Twins born with different skin tones
10-month-old twins Anaya and Myla were born with different skin tones, a one in a million occurrence
U.K.-based mum Hannah Yarker, 20, and partner Kyle, 24, have been the subject of growing fascination since their fraternal twin daughters were born.
10-month-old twins Anaya and Myla were born with different skin tones, something which is highly unlikely even for twins born of interracial parents.
“Kyle is mixed-race and I’m white, so from the word go, our friends joked: ‘What would you do if one came out dark and the other was fair,'” Hannah Yarker told the SWNS.com.
Despite this, Hannah told Metro that it still came as a surprise.
Fraternal twins are usually unidentical, as they inherit genes from different eggs.
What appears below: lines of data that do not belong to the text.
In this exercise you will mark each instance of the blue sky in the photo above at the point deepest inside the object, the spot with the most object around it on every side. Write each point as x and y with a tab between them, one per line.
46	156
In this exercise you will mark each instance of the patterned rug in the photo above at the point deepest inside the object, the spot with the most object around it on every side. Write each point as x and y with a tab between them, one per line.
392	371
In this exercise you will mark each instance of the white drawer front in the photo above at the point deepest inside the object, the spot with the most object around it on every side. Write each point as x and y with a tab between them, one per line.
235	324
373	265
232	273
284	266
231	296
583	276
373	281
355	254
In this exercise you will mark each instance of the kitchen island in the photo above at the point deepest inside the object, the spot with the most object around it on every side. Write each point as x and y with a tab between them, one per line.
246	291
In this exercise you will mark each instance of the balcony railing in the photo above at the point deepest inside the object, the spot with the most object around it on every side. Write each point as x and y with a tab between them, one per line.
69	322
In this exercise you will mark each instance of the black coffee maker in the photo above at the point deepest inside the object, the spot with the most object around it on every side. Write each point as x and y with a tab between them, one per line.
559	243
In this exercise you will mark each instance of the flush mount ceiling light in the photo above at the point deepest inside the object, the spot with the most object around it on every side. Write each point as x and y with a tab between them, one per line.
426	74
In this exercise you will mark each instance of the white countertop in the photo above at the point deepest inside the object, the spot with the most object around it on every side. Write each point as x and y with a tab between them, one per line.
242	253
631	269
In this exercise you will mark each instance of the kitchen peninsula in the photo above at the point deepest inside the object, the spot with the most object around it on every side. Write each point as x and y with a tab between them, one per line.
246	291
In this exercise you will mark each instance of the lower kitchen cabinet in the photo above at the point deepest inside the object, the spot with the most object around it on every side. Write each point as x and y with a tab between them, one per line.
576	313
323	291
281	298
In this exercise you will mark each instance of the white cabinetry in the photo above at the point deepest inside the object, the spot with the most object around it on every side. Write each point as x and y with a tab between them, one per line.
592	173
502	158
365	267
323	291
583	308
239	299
But since Anaya and Myla’s dad Kyle is mixed race, he carries the genes for both dark and light skin.
In utero, the two developed in separate amniotic sacs after two separate eggs were fertilized by two separate sperm.
When they were born, Anaya weighed 5lbs 9oz and Myla tipped the scales at 6lbs 5oz. They both had similar purple-toned skin which led Hannah to assume that both would take after their dad, Kyle.
But at about two weeks old, Hannah notes that it became clear that Anaya would take after her while Myla would look more like Kyle.
“Myla takes after her dad with dark skin, brown eyes and brunette locks,” shared Hannah. “Anaya is more of a mummy’s girl with a pale complexion, fair hair and light eyes.”
The two turns heads wherever they go. “I can’t walk down the aisle at the supermarket without getting stopped,” marvelled Hannah.
It’s gotten to the point where some people don’t believe they’re related.
But their differences don’t end with their skin tone. Their personalities could not even be further from each other. Anaya is more chill, while Myla is more energetic.
Hannah shared with Metro that while Myla likes to crawl, Anaya is more laidback.
The adorable twins will turn a year old in April 2016.
Kyle and Hannah, still in disbelief, told their family and friends, “We’ve got one of each.”